Prefix caching can save 50–90% of compute on repeated prefixes. The load balancer’s job isn’t just to balance load — it’s to maximise cache hit rate across the fleet. This means routing by content, not just by load.
Prefill is compute-bound, Decode is memory-bandwidth-bound. Running them on the same GPU is a compromise. For high-scale AI serving, disaggregating them onto separate specialised pools (with KV transfer between) unlocks major performance gains.
Always routing to the server with the best cache hit will eventually overload it. The smart router must score both cache overlap and queue depth, and make a combined routing decision. This is the fundamental design problem of AI load balancing.
A single H100 GPU costs ~$30K. The difference between 60% and 90% GPU utilisation across a fleet translates to millions of dollars in infrastructure costs.
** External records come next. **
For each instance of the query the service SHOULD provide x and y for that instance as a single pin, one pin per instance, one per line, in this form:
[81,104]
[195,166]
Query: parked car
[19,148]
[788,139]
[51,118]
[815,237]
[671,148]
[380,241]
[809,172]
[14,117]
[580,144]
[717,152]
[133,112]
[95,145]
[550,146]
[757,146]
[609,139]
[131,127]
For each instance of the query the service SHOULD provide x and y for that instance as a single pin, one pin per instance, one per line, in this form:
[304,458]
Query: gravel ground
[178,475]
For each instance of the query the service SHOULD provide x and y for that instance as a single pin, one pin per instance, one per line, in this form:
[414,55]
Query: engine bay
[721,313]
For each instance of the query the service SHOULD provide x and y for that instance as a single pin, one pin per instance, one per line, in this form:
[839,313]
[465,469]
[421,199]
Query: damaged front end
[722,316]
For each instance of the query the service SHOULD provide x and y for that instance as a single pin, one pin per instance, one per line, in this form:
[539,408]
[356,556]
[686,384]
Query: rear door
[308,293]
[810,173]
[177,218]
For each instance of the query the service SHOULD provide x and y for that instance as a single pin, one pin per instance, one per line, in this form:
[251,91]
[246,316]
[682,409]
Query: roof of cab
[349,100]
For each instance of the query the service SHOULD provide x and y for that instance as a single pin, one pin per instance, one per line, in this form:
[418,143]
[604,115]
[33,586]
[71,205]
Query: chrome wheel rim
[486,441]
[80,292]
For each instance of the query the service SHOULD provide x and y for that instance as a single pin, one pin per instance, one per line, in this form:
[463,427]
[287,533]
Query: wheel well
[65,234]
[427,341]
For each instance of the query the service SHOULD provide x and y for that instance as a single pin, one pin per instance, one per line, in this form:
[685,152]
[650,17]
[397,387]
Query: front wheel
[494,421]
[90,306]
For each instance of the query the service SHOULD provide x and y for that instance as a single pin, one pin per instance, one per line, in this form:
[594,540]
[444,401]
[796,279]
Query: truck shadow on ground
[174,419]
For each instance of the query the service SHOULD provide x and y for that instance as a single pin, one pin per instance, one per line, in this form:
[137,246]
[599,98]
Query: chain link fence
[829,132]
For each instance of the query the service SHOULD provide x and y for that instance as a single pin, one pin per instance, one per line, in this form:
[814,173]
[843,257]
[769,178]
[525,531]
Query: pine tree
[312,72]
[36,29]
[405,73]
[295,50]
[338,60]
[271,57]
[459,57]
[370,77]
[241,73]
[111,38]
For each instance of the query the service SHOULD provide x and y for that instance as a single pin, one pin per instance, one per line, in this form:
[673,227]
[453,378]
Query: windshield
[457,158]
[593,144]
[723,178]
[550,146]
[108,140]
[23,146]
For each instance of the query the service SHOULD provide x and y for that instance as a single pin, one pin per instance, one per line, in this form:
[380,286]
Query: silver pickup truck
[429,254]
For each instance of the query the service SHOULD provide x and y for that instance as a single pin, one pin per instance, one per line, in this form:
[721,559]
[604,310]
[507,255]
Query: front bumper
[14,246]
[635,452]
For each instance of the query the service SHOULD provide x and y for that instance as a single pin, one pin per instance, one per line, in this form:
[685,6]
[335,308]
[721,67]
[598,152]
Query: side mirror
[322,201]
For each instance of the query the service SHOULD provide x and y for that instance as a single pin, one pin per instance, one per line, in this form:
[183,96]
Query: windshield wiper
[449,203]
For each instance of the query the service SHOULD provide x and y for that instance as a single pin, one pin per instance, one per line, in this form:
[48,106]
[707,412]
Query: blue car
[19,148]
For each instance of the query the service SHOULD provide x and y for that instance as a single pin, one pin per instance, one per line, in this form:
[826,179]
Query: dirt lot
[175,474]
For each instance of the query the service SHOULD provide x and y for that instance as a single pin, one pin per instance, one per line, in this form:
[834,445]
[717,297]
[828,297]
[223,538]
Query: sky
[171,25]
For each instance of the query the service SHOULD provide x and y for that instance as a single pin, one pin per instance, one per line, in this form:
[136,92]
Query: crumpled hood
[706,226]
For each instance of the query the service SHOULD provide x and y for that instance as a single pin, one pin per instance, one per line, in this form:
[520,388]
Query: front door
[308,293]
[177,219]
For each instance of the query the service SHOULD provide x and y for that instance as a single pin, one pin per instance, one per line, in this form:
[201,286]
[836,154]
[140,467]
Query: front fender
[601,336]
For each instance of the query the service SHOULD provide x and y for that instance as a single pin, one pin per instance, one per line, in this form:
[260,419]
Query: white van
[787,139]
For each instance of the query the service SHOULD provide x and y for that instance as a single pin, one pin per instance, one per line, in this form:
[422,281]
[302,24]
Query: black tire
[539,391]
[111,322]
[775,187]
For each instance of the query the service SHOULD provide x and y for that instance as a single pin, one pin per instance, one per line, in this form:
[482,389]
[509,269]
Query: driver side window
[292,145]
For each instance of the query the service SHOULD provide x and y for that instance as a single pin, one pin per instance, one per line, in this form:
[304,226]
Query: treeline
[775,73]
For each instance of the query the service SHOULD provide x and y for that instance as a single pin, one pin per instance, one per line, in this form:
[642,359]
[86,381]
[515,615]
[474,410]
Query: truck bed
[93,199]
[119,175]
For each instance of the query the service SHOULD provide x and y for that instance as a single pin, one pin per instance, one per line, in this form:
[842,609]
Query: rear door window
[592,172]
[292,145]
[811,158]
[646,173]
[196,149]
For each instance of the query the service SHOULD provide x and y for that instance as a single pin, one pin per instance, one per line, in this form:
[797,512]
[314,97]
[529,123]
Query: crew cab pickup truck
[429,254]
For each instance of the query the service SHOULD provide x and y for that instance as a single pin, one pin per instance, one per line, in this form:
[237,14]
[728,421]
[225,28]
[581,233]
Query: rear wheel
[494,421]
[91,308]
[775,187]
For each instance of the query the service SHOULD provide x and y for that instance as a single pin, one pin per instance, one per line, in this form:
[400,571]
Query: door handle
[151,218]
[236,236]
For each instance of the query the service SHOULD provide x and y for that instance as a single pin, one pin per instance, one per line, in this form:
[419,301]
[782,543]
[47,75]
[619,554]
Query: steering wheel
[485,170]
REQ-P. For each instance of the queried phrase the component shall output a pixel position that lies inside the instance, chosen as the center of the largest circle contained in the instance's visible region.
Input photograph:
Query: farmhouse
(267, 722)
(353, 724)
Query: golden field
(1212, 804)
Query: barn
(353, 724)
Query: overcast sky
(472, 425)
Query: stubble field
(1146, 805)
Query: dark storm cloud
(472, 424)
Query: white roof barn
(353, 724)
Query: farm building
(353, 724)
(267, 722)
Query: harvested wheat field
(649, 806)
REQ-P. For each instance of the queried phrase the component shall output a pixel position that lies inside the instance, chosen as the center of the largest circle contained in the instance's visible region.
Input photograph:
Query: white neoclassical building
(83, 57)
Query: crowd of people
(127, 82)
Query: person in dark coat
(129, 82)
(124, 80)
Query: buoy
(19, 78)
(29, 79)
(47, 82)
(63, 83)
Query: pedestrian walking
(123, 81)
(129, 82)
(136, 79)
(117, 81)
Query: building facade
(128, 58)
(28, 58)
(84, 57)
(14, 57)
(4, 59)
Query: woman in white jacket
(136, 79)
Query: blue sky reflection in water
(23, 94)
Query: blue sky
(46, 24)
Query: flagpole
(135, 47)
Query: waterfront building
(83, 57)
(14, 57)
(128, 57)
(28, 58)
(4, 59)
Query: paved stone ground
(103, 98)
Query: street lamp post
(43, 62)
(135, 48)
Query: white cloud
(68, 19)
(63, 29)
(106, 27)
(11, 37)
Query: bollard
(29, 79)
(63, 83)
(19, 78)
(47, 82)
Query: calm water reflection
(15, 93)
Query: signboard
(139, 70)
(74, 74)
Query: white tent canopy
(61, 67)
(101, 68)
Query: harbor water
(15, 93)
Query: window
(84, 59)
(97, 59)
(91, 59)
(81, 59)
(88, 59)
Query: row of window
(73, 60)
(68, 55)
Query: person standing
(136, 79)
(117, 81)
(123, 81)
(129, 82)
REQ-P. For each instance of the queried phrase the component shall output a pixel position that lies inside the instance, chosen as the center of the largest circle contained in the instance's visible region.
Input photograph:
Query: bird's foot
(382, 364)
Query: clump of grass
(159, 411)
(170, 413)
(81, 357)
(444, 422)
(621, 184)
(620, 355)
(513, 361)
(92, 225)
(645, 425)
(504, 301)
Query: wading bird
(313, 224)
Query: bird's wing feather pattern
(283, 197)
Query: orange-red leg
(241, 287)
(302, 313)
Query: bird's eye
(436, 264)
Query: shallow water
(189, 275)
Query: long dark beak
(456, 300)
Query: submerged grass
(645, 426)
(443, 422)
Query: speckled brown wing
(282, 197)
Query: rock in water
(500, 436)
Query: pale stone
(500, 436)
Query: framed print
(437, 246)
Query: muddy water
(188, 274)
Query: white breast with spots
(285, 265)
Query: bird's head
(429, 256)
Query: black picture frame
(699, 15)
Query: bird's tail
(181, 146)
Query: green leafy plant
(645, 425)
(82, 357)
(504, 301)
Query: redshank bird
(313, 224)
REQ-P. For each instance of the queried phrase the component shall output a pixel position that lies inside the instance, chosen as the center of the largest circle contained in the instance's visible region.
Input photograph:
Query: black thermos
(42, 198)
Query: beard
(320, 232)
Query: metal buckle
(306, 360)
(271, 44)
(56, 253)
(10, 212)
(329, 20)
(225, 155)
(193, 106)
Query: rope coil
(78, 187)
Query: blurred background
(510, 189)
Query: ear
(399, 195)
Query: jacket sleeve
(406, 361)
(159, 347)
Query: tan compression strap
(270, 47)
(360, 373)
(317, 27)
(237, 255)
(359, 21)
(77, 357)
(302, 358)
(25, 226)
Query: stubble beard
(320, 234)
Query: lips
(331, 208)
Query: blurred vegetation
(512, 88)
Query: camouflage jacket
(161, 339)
This is why sophisticated load balancing in AI is not an optimisation — it’s a survival requirement.
Glossary of new terms
Inference Server — Server running an AI model for prediction requests (vLLM, TensorRT-LLM).
KV Cache — GPU memory storing computed Key-Value tensors for prompt tokens, enabling reuse.
Prefill Phase — Processing all input tokens simultaneously. Compute-bound. Happens once per request.
Decode Phase — Generating output tokens autoregressively, one at a time. Memory-bandwidth-bound.
TTFT — Time to First Token. Latency from request arrival to first token appearing in response.
TPOT — Time Per Output Token. How fast the model generates subsequent tokens.
P/D Disaggregation — Separating Prefill and Decode phases onto different specialised GPU pools.
Prefix-Cache Aware Routing — Routing requests to servers that already have the request’s prefix cached.
HBM — High Bandwidth Memory. The GPU’s on-die memory where model weights and KV cache live.
NIXL — NVIDIA Inference Xfer Library. Transfers KV tensors between GPU nodes via RDMA.
Chunked Prefill — Breaking long prefills into chunks interleaved with decode, on a single GPU.
Cache Affinity — The tendency to route requests to servers holding relevant cached data.